One simplest candidate for dark energy is a cosmological constant.
Is cosmological constant some kind of field that permeates all of space, or is it just some kind of energy stored in space?
@Forge Cosmological constant is not a candidate for dark energy, it is the quantity which denotes dark energy.
And yes it is believed that dark energy fills up all of spacetime but the theoretical calculation of vacuum energy density vs Experimental measured value have largest disagreement ever with respect to any disagreement in science. Theoretical calculations predicts a very large order of discrepancy. This is called Vacuum Catastrophe.
Also it's more preferred to look at dark energy as a antigravity force field without any dark energy particle content. But not a single one interpretation is more accurate than other because we don't yet know what dark energy force field is or even if it made of dark energy-particles or not.
The cosmological constant has the same effect as an intrinsic energy density. Although it was introduced as a constant, and intended to be positive, you can build the theory with a negative cosmological constant, or one that varies in time in some preferred frame (and so is not constant) or one that varies in space and time the right way and as such becomes a scalar density field. All of these variants are mathematically natural, but evidence for it is controversial.

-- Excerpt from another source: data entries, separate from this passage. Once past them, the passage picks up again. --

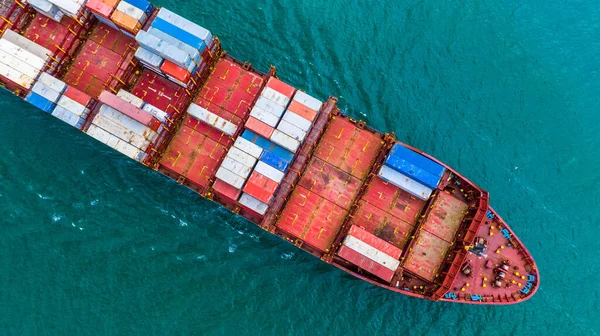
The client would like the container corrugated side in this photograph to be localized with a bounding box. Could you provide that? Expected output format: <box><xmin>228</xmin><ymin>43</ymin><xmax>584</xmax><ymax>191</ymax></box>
<box><xmin>157</xmin><ymin>8</ymin><xmax>213</xmax><ymax>46</ymax></box>
<box><xmin>287</xmin><ymin>100</ymin><xmax>318</xmax><ymax>122</ymax></box>
<box><xmin>249</xmin><ymin>106</ymin><xmax>279</xmax><ymax>127</ymax></box>
<box><xmin>160</xmin><ymin>60</ymin><xmax>191</xmax><ymax>84</ymax></box>
<box><xmin>0</xmin><ymin>48</ymin><xmax>40</xmax><ymax>80</ymax></box>
<box><xmin>0</xmin><ymin>62</ymin><xmax>35</xmax><ymax>88</ymax></box>
<box><xmin>1</xmin><ymin>30</ymin><xmax>51</xmax><ymax>62</ymax></box>
<box><xmin>52</xmin><ymin>106</ymin><xmax>86</xmax><ymax>128</ymax></box>
<box><xmin>212</xmin><ymin>179</ymin><xmax>241</xmax><ymax>201</ymax></box>
<box><xmin>388</xmin><ymin>144</ymin><xmax>445</xmax><ymax>177</ymax></box>
<box><xmin>265</xmin><ymin>77</ymin><xmax>296</xmax><ymax>98</ymax></box>
<box><xmin>97</xmin><ymin>104</ymin><xmax>158</xmax><ymax>142</ymax></box>
<box><xmin>377</xmin><ymin>165</ymin><xmax>432</xmax><ymax>201</ymax></box>
<box><xmin>147</xmin><ymin>28</ymin><xmax>200</xmax><ymax>63</ymax></box>
<box><xmin>215</xmin><ymin>166</ymin><xmax>246</xmax><ymax>190</ymax></box>
<box><xmin>245</xmin><ymin>116</ymin><xmax>274</xmax><ymax>139</ymax></box>
<box><xmin>38</xmin><ymin>72</ymin><xmax>67</xmax><ymax>94</ymax></box>
<box><xmin>220</xmin><ymin>156</ymin><xmax>252</xmax><ymax>180</ymax></box>
<box><xmin>64</xmin><ymin>86</ymin><xmax>91</xmax><ymax>107</ymax></box>
<box><xmin>0</xmin><ymin>39</ymin><xmax>47</xmax><ymax>71</ymax></box>
<box><xmin>57</xmin><ymin>95</ymin><xmax>89</xmax><ymax>117</ymax></box>
<box><xmin>117</xmin><ymin>89</ymin><xmax>145</xmax><ymax>108</ymax></box>
<box><xmin>116</xmin><ymin>1</ymin><xmax>147</xmax><ymax>22</ymax></box>
<box><xmin>135</xmin><ymin>47</ymin><xmax>164</xmax><ymax>68</ymax></box>
<box><xmin>86</xmin><ymin>0</ymin><xmax>116</xmax><ymax>18</ymax></box>
<box><xmin>342</xmin><ymin>236</ymin><xmax>400</xmax><ymax>271</ymax></box>
<box><xmin>233</xmin><ymin>137</ymin><xmax>263</xmax><ymax>159</ymax></box>
<box><xmin>337</xmin><ymin>245</ymin><xmax>395</xmax><ymax>282</ymax></box>
<box><xmin>270</xmin><ymin>129</ymin><xmax>300</xmax><ymax>153</ymax></box>
<box><xmin>254</xmin><ymin>161</ymin><xmax>284</xmax><ymax>184</ymax></box>
<box><xmin>238</xmin><ymin>193</ymin><xmax>268</xmax><ymax>215</ymax></box>
<box><xmin>25</xmin><ymin>91</ymin><xmax>55</xmax><ymax>112</ymax></box>
<box><xmin>258</xmin><ymin>89</ymin><xmax>290</xmax><ymax>109</ymax></box>
<box><xmin>187</xmin><ymin>103</ymin><xmax>237</xmax><ymax>136</ymax></box>
<box><xmin>32</xmin><ymin>81</ymin><xmax>62</xmax><ymax>103</ymax></box>
<box><xmin>92</xmin><ymin>113</ymin><xmax>151</xmax><ymax>150</ymax></box>
<box><xmin>383</xmin><ymin>155</ymin><xmax>441</xmax><ymax>189</ymax></box>
<box><xmin>87</xmin><ymin>124</ymin><xmax>147</xmax><ymax>162</ymax></box>
<box><xmin>276</xmin><ymin>119</ymin><xmax>307</xmax><ymax>142</ymax></box>
<box><xmin>243</xmin><ymin>171</ymin><xmax>279</xmax><ymax>204</ymax></box>
<box><xmin>98</xmin><ymin>91</ymin><xmax>161</xmax><ymax>132</ymax></box>
<box><xmin>226</xmin><ymin>147</ymin><xmax>257</xmax><ymax>168</ymax></box>
<box><xmin>150</xmin><ymin>17</ymin><xmax>206</xmax><ymax>53</ymax></box>
<box><xmin>292</xmin><ymin>91</ymin><xmax>323</xmax><ymax>112</ymax></box>
<box><xmin>259</xmin><ymin>151</ymin><xmax>289</xmax><ymax>173</ymax></box>
<box><xmin>347</xmin><ymin>225</ymin><xmax>402</xmax><ymax>259</ymax></box>
<box><xmin>254</xmin><ymin>96</ymin><xmax>285</xmax><ymax>118</ymax></box>
<box><xmin>281</xmin><ymin>111</ymin><xmax>312</xmax><ymax>132</ymax></box>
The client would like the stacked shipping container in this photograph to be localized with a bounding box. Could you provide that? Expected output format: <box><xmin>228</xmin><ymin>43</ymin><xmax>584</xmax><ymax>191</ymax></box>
<box><xmin>86</xmin><ymin>0</ymin><xmax>152</xmax><ymax>37</ymax></box>
<box><xmin>0</xmin><ymin>30</ymin><xmax>51</xmax><ymax>91</ymax></box>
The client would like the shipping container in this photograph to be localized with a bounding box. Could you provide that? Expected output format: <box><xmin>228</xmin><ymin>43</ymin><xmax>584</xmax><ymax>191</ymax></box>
<box><xmin>254</xmin><ymin>161</ymin><xmax>284</xmax><ymax>184</ymax></box>
<box><xmin>97</xmin><ymin>104</ymin><xmax>158</xmax><ymax>142</ymax></box>
<box><xmin>94</xmin><ymin>12</ymin><xmax>120</xmax><ymax>30</ymax></box>
<box><xmin>92</xmin><ymin>113</ymin><xmax>151</xmax><ymax>150</ymax></box>
<box><xmin>148</xmin><ymin>28</ymin><xmax>200</xmax><ymax>63</ymax></box>
<box><xmin>265</xmin><ymin>77</ymin><xmax>295</xmax><ymax>98</ymax></box>
<box><xmin>48</xmin><ymin>0</ymin><xmax>80</xmax><ymax>17</ymax></box>
<box><xmin>117</xmin><ymin>89</ymin><xmax>145</xmax><ymax>108</ymax></box>
<box><xmin>124</xmin><ymin>0</ymin><xmax>153</xmax><ymax>14</ymax></box>
<box><xmin>226</xmin><ymin>147</ymin><xmax>257</xmax><ymax>168</ymax></box>
<box><xmin>160</xmin><ymin>60</ymin><xmax>191</xmax><ymax>84</ymax></box>
<box><xmin>286</xmin><ymin>100</ymin><xmax>318</xmax><ymax>122</ymax></box>
<box><xmin>215</xmin><ymin>166</ymin><xmax>246</xmax><ymax>190</ymax></box>
<box><xmin>233</xmin><ymin>137</ymin><xmax>263</xmax><ymax>159</ymax></box>
<box><xmin>0</xmin><ymin>39</ymin><xmax>47</xmax><ymax>71</ymax></box>
<box><xmin>346</xmin><ymin>225</ymin><xmax>403</xmax><ymax>259</ymax></box>
<box><xmin>25</xmin><ymin>91</ymin><xmax>56</xmax><ymax>113</ymax></box>
<box><xmin>0</xmin><ymin>48</ymin><xmax>40</xmax><ymax>80</ymax></box>
<box><xmin>212</xmin><ymin>178</ymin><xmax>241</xmax><ymax>201</ymax></box>
<box><xmin>270</xmin><ymin>129</ymin><xmax>300</xmax><ymax>153</ymax></box>
<box><xmin>116</xmin><ymin>1</ymin><xmax>147</xmax><ymax>23</ymax></box>
<box><xmin>98</xmin><ymin>91</ymin><xmax>162</xmax><ymax>132</ymax></box>
<box><xmin>377</xmin><ymin>165</ymin><xmax>433</xmax><ymax>201</ymax></box>
<box><xmin>86</xmin><ymin>0</ymin><xmax>116</xmax><ymax>19</ymax></box>
<box><xmin>1</xmin><ymin>30</ymin><xmax>51</xmax><ymax>63</ymax></box>
<box><xmin>32</xmin><ymin>81</ymin><xmax>62</xmax><ymax>103</ymax></box>
<box><xmin>111</xmin><ymin>10</ymin><xmax>142</xmax><ymax>34</ymax></box>
<box><xmin>249</xmin><ymin>106</ymin><xmax>279</xmax><ymax>127</ymax></box>
<box><xmin>342</xmin><ymin>236</ymin><xmax>400</xmax><ymax>271</ymax></box>
<box><xmin>254</xmin><ymin>96</ymin><xmax>285</xmax><ymax>118</ymax></box>
<box><xmin>292</xmin><ymin>90</ymin><xmax>323</xmax><ymax>112</ymax></box>
<box><xmin>135</xmin><ymin>31</ymin><xmax>195</xmax><ymax>72</ymax></box>
<box><xmin>56</xmin><ymin>95</ymin><xmax>89</xmax><ymax>117</ymax></box>
<box><xmin>259</xmin><ymin>151</ymin><xmax>289</xmax><ymax>173</ymax></box>
<box><xmin>142</xmin><ymin>103</ymin><xmax>168</xmax><ymax>123</ymax></box>
<box><xmin>238</xmin><ymin>193</ymin><xmax>268</xmax><ymax>215</ymax></box>
<box><xmin>135</xmin><ymin>47</ymin><xmax>164</xmax><ymax>69</ymax></box>
<box><xmin>29</xmin><ymin>0</ymin><xmax>64</xmax><ymax>22</ymax></box>
<box><xmin>388</xmin><ymin>144</ymin><xmax>445</xmax><ymax>177</ymax></box>
<box><xmin>243</xmin><ymin>171</ymin><xmax>279</xmax><ymax>204</ymax></box>
<box><xmin>220</xmin><ymin>156</ymin><xmax>252</xmax><ymax>180</ymax></box>
<box><xmin>281</xmin><ymin>110</ymin><xmax>312</xmax><ymax>132</ymax></box>
<box><xmin>337</xmin><ymin>245</ymin><xmax>396</xmax><ymax>283</ymax></box>
<box><xmin>150</xmin><ymin>16</ymin><xmax>206</xmax><ymax>53</ymax></box>
<box><xmin>245</xmin><ymin>116</ymin><xmax>274</xmax><ymax>139</ymax></box>
<box><xmin>241</xmin><ymin>130</ymin><xmax>294</xmax><ymax>163</ymax></box>
<box><xmin>51</xmin><ymin>106</ymin><xmax>86</xmax><ymax>128</ymax></box>
<box><xmin>276</xmin><ymin>119</ymin><xmax>307</xmax><ymax>142</ymax></box>
<box><xmin>383</xmin><ymin>155</ymin><xmax>442</xmax><ymax>190</ymax></box>
<box><xmin>260</xmin><ymin>87</ymin><xmax>290</xmax><ymax>108</ymax></box>
<box><xmin>0</xmin><ymin>62</ymin><xmax>34</xmax><ymax>89</ymax></box>
<box><xmin>38</xmin><ymin>73</ymin><xmax>67</xmax><ymax>94</ymax></box>
<box><xmin>157</xmin><ymin>8</ymin><xmax>213</xmax><ymax>46</ymax></box>
<box><xmin>87</xmin><ymin>124</ymin><xmax>147</xmax><ymax>162</ymax></box>
<box><xmin>187</xmin><ymin>103</ymin><xmax>238</xmax><ymax>136</ymax></box>
<box><xmin>63</xmin><ymin>86</ymin><xmax>91</xmax><ymax>107</ymax></box>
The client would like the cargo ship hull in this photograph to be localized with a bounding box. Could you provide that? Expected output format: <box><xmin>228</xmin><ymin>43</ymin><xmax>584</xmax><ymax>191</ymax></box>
<box><xmin>0</xmin><ymin>0</ymin><xmax>538</xmax><ymax>304</ymax></box>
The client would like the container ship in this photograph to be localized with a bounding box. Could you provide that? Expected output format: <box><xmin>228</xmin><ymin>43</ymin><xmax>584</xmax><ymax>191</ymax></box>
<box><xmin>0</xmin><ymin>0</ymin><xmax>539</xmax><ymax>304</ymax></box>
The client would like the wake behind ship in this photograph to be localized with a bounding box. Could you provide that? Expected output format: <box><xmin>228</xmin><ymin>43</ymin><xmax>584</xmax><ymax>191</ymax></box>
<box><xmin>0</xmin><ymin>0</ymin><xmax>539</xmax><ymax>304</ymax></box>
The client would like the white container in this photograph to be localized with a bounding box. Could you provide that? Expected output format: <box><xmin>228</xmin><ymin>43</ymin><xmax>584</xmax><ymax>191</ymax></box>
<box><xmin>48</xmin><ymin>0</ymin><xmax>81</xmax><ymax>17</ymax></box>
<box><xmin>52</xmin><ymin>106</ymin><xmax>85</xmax><ymax>128</ymax></box>
<box><xmin>255</xmin><ymin>96</ymin><xmax>285</xmax><ymax>117</ymax></box>
<box><xmin>92</xmin><ymin>113</ymin><xmax>151</xmax><ymax>150</ymax></box>
<box><xmin>0</xmin><ymin>48</ymin><xmax>40</xmax><ymax>79</ymax></box>
<box><xmin>116</xmin><ymin>1</ymin><xmax>147</xmax><ymax>22</ymax></box>
<box><xmin>215</xmin><ymin>166</ymin><xmax>245</xmax><ymax>189</ymax></box>
<box><xmin>148</xmin><ymin>28</ymin><xmax>200</xmax><ymax>63</ymax></box>
<box><xmin>226</xmin><ymin>147</ymin><xmax>257</xmax><ymax>168</ymax></box>
<box><xmin>157</xmin><ymin>8</ymin><xmax>213</xmax><ymax>46</ymax></box>
<box><xmin>38</xmin><ymin>72</ymin><xmax>67</xmax><ymax>94</ymax></box>
<box><xmin>29</xmin><ymin>0</ymin><xmax>56</xmax><ymax>12</ymax></box>
<box><xmin>0</xmin><ymin>39</ymin><xmax>46</xmax><ymax>70</ymax></box>
<box><xmin>277</xmin><ymin>119</ymin><xmax>307</xmax><ymax>142</ymax></box>
<box><xmin>270</xmin><ymin>129</ymin><xmax>300</xmax><ymax>153</ymax></box>
<box><xmin>32</xmin><ymin>81</ymin><xmax>62</xmax><ymax>103</ymax></box>
<box><xmin>282</xmin><ymin>111</ymin><xmax>312</xmax><ymax>132</ymax></box>
<box><xmin>238</xmin><ymin>193</ymin><xmax>268</xmax><ymax>215</ymax></box>
<box><xmin>220</xmin><ymin>157</ymin><xmax>252</xmax><ymax>180</ymax></box>
<box><xmin>135</xmin><ymin>31</ymin><xmax>194</xmax><ymax>72</ymax></box>
<box><xmin>233</xmin><ymin>137</ymin><xmax>263</xmax><ymax>159</ymax></box>
<box><xmin>57</xmin><ymin>95</ymin><xmax>89</xmax><ymax>117</ymax></box>
<box><xmin>117</xmin><ymin>89</ymin><xmax>145</xmax><ymax>108</ymax></box>
<box><xmin>249</xmin><ymin>106</ymin><xmax>279</xmax><ymax>127</ymax></box>
<box><xmin>343</xmin><ymin>236</ymin><xmax>400</xmax><ymax>271</ymax></box>
<box><xmin>254</xmin><ymin>161</ymin><xmax>284</xmax><ymax>184</ymax></box>
<box><xmin>142</xmin><ymin>103</ymin><xmax>168</xmax><ymax>123</ymax></box>
<box><xmin>187</xmin><ymin>103</ymin><xmax>237</xmax><ymax>136</ymax></box>
<box><xmin>0</xmin><ymin>62</ymin><xmax>34</xmax><ymax>88</ymax></box>
<box><xmin>260</xmin><ymin>87</ymin><xmax>290</xmax><ymax>108</ymax></box>
<box><xmin>97</xmin><ymin>104</ymin><xmax>158</xmax><ymax>142</ymax></box>
<box><xmin>135</xmin><ymin>47</ymin><xmax>164</xmax><ymax>69</ymax></box>
<box><xmin>293</xmin><ymin>90</ymin><xmax>323</xmax><ymax>112</ymax></box>
<box><xmin>378</xmin><ymin>165</ymin><xmax>433</xmax><ymax>201</ymax></box>
<box><xmin>87</xmin><ymin>124</ymin><xmax>147</xmax><ymax>162</ymax></box>
<box><xmin>1</xmin><ymin>30</ymin><xmax>51</xmax><ymax>62</ymax></box>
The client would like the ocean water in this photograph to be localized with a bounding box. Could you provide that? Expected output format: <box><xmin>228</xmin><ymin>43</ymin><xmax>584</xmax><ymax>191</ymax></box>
<box><xmin>1</xmin><ymin>0</ymin><xmax>598</xmax><ymax>334</ymax></box>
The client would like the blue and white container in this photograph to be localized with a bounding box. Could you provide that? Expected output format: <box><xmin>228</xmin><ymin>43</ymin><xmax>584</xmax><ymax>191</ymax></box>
<box><xmin>25</xmin><ymin>91</ymin><xmax>56</xmax><ymax>113</ymax></box>
<box><xmin>387</xmin><ymin>144</ymin><xmax>445</xmax><ymax>178</ymax></box>
<box><xmin>32</xmin><ymin>81</ymin><xmax>62</xmax><ymax>103</ymax></box>
<box><xmin>259</xmin><ymin>151</ymin><xmax>290</xmax><ymax>173</ymax></box>
<box><xmin>124</xmin><ymin>0</ymin><xmax>154</xmax><ymax>15</ymax></box>
<box><xmin>156</xmin><ymin>8</ymin><xmax>213</xmax><ymax>46</ymax></box>
<box><xmin>378</xmin><ymin>165</ymin><xmax>433</xmax><ymax>201</ymax></box>
<box><xmin>147</xmin><ymin>27</ymin><xmax>201</xmax><ymax>64</ymax></box>
<box><xmin>135</xmin><ymin>31</ymin><xmax>195</xmax><ymax>73</ymax></box>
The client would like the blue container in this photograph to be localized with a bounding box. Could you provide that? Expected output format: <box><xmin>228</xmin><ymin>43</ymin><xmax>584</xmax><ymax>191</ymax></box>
<box><xmin>147</xmin><ymin>28</ymin><xmax>201</xmax><ymax>64</ymax></box>
<box><xmin>260</xmin><ymin>151</ymin><xmax>289</xmax><ymax>173</ymax></box>
<box><xmin>26</xmin><ymin>91</ymin><xmax>56</xmax><ymax>113</ymax></box>
<box><xmin>151</xmin><ymin>17</ymin><xmax>206</xmax><ymax>53</ymax></box>
<box><xmin>388</xmin><ymin>144</ymin><xmax>445</xmax><ymax>177</ymax></box>
<box><xmin>241</xmin><ymin>130</ymin><xmax>294</xmax><ymax>163</ymax></box>
<box><xmin>123</xmin><ymin>0</ymin><xmax>153</xmax><ymax>14</ymax></box>
<box><xmin>384</xmin><ymin>156</ymin><xmax>441</xmax><ymax>189</ymax></box>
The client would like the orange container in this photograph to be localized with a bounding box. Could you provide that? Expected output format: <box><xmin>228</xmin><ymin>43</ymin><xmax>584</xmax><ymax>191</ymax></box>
<box><xmin>287</xmin><ymin>101</ymin><xmax>318</xmax><ymax>122</ymax></box>
<box><xmin>160</xmin><ymin>60</ymin><xmax>191</xmax><ymax>83</ymax></box>
<box><xmin>266</xmin><ymin>77</ymin><xmax>296</xmax><ymax>98</ymax></box>
<box><xmin>245</xmin><ymin>116</ymin><xmax>274</xmax><ymax>139</ymax></box>
<box><xmin>243</xmin><ymin>171</ymin><xmax>279</xmax><ymax>204</ymax></box>
<box><xmin>110</xmin><ymin>10</ymin><xmax>141</xmax><ymax>34</ymax></box>
<box><xmin>86</xmin><ymin>0</ymin><xmax>115</xmax><ymax>17</ymax></box>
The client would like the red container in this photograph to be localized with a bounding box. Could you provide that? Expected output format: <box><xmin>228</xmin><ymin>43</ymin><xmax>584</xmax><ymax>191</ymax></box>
<box><xmin>245</xmin><ymin>116</ymin><xmax>274</xmax><ymax>139</ymax></box>
<box><xmin>64</xmin><ymin>86</ymin><xmax>92</xmax><ymax>107</ymax></box>
<box><xmin>212</xmin><ymin>179</ymin><xmax>241</xmax><ymax>201</ymax></box>
<box><xmin>347</xmin><ymin>225</ymin><xmax>403</xmax><ymax>259</ymax></box>
<box><xmin>337</xmin><ymin>245</ymin><xmax>395</xmax><ymax>282</ymax></box>
<box><xmin>266</xmin><ymin>77</ymin><xmax>296</xmax><ymax>98</ymax></box>
<box><xmin>243</xmin><ymin>171</ymin><xmax>278</xmax><ymax>204</ymax></box>
<box><xmin>287</xmin><ymin>101</ymin><xmax>318</xmax><ymax>122</ymax></box>
<box><xmin>85</xmin><ymin>0</ymin><xmax>115</xmax><ymax>17</ymax></box>
<box><xmin>160</xmin><ymin>60</ymin><xmax>191</xmax><ymax>84</ymax></box>
<box><xmin>98</xmin><ymin>91</ymin><xmax>161</xmax><ymax>131</ymax></box>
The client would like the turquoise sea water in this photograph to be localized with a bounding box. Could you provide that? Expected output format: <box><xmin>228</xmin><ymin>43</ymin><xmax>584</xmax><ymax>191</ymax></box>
<box><xmin>1</xmin><ymin>0</ymin><xmax>598</xmax><ymax>334</ymax></box>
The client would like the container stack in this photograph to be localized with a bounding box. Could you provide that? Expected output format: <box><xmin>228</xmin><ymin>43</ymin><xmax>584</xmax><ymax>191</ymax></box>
<box><xmin>378</xmin><ymin>144</ymin><xmax>446</xmax><ymax>201</ymax></box>
<box><xmin>51</xmin><ymin>85</ymin><xmax>92</xmax><ymax>129</ymax></box>
<box><xmin>25</xmin><ymin>72</ymin><xmax>66</xmax><ymax>113</ymax></box>
<box><xmin>187</xmin><ymin>103</ymin><xmax>238</xmax><ymax>136</ymax></box>
<box><xmin>272</xmin><ymin>89</ymin><xmax>323</xmax><ymax>152</ymax></box>
<box><xmin>110</xmin><ymin>0</ymin><xmax>153</xmax><ymax>38</ymax></box>
<box><xmin>213</xmin><ymin>138</ymin><xmax>261</xmax><ymax>204</ymax></box>
<box><xmin>133</xmin><ymin>7</ymin><xmax>213</xmax><ymax>88</ymax></box>
<box><xmin>0</xmin><ymin>30</ymin><xmax>51</xmax><ymax>91</ymax></box>
<box><xmin>28</xmin><ymin>0</ymin><xmax>65</xmax><ymax>22</ymax></box>
<box><xmin>85</xmin><ymin>0</ymin><xmax>120</xmax><ymax>30</ymax></box>
<box><xmin>86</xmin><ymin>90</ymin><xmax>163</xmax><ymax>162</ymax></box>
<box><xmin>337</xmin><ymin>225</ymin><xmax>402</xmax><ymax>282</ymax></box>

Although I feel that @Aman_Pawar's comment that it is the quantity that denotes dark energy is misleading in being a bit incomplete - the point is that it is not a separate entity, such as some kind of quantum particle, that would, when combined with relativity require inclusion as an adjustment to the cosmological constant, it is literally the way in which the energy density is expressed in Einstein's equations.
I expanded on this because of the part of your question in which you asked - is it some kind of field. And the answer to that is that it would be mathematically natural and make physical sense for it to be interpreted as a measure of some density. The next question is whether this field is observed empirically.